Again, I don't know, but I strongly suspect power related, perhaps due to power regulation being applied to one port but having multiple devices attached. I know it only changed 11.1 but perhaps something changed under the hood for power delivery/regulation. Pretty sure real Macs all have a single ACPI port per physical port.
...and just a side note on the Allegro Pro, looks like that is supported in Windows? Happened to see that when looking at its product page to see its power features:
This are individually addressed as well - like we see in your first screenshot.
First screenshot
Controller address(Allegro Pro): 03000000
USB2.0 XCHI ACPI Port 03300000
Your Device: 03300000
Your device is on the same ACPI address as the port, which presumably regulates power delivery for the attached devices (just one).
Second screenshot
Controller address(XCHI internal X299): 14000000
USB2.0 XHCI ACPI Port HS05: 14500000
sub-address of internal hub port: 14510000
Your Device: 14510000
Now your device has a different ACPI address to the internal HS05 port which again presumably power delivery is regulated to that.

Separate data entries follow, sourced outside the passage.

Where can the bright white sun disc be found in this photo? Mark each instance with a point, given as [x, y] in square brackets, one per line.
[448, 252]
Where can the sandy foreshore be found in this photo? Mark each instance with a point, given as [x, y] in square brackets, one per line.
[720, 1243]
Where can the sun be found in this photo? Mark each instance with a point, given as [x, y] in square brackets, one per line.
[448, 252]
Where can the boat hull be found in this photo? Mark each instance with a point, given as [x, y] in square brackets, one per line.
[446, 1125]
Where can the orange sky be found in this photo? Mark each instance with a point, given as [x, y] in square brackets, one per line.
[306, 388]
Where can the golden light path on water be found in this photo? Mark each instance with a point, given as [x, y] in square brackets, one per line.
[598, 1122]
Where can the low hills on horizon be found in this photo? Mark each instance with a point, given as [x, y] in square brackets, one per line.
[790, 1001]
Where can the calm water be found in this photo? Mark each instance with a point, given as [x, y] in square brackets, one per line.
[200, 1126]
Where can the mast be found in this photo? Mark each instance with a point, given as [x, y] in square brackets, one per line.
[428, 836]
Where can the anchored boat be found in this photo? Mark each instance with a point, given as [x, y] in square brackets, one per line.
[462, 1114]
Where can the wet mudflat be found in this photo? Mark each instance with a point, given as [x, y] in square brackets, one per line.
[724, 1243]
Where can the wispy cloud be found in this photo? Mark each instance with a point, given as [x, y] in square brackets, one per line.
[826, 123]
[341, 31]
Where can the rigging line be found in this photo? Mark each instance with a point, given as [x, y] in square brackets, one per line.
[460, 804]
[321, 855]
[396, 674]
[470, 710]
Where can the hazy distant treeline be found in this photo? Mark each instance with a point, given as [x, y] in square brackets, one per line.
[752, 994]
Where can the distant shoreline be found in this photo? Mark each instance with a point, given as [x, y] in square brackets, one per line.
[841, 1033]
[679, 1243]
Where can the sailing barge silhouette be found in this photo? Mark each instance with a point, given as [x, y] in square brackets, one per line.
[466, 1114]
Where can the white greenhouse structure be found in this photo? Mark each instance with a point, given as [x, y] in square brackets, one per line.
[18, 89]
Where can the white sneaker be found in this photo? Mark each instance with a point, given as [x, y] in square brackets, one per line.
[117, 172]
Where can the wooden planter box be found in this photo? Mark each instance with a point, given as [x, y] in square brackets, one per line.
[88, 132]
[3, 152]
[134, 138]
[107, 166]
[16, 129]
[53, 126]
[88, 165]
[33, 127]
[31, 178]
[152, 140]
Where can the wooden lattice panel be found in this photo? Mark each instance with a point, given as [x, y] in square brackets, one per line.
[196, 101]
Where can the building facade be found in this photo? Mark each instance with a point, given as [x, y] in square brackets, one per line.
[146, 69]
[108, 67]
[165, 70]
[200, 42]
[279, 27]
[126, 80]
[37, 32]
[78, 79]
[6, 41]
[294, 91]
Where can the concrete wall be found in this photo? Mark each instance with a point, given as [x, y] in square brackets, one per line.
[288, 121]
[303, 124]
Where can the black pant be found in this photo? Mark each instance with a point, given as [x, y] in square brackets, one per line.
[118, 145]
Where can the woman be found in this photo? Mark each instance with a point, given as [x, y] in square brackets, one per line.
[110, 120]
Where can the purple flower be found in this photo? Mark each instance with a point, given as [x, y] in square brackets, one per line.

Thats why I wanted to see a full USBMap - It would at least tell us what's common here.
I've used two different gigabyte X299's both with internal USB hubs for all Type-A ports. I've seen it on some ASUS boards too. In fact this MSI X299 Pro I'm using now is the first one I've seen where every USB-A is on its own ACPI port number - like a real Mac. More annoying for overall port limit of 15, but I think avoids potential issues like this.
Honestly, I don't know if this is your problem, I'm not expert, but that would certainly be my first point of investigation - Its why I suggested the Front Panel USB ports because most of the maps I've made have shown those internal USB3.0 headers to have dedicated ACPI addresses and not be attached to internal hubs.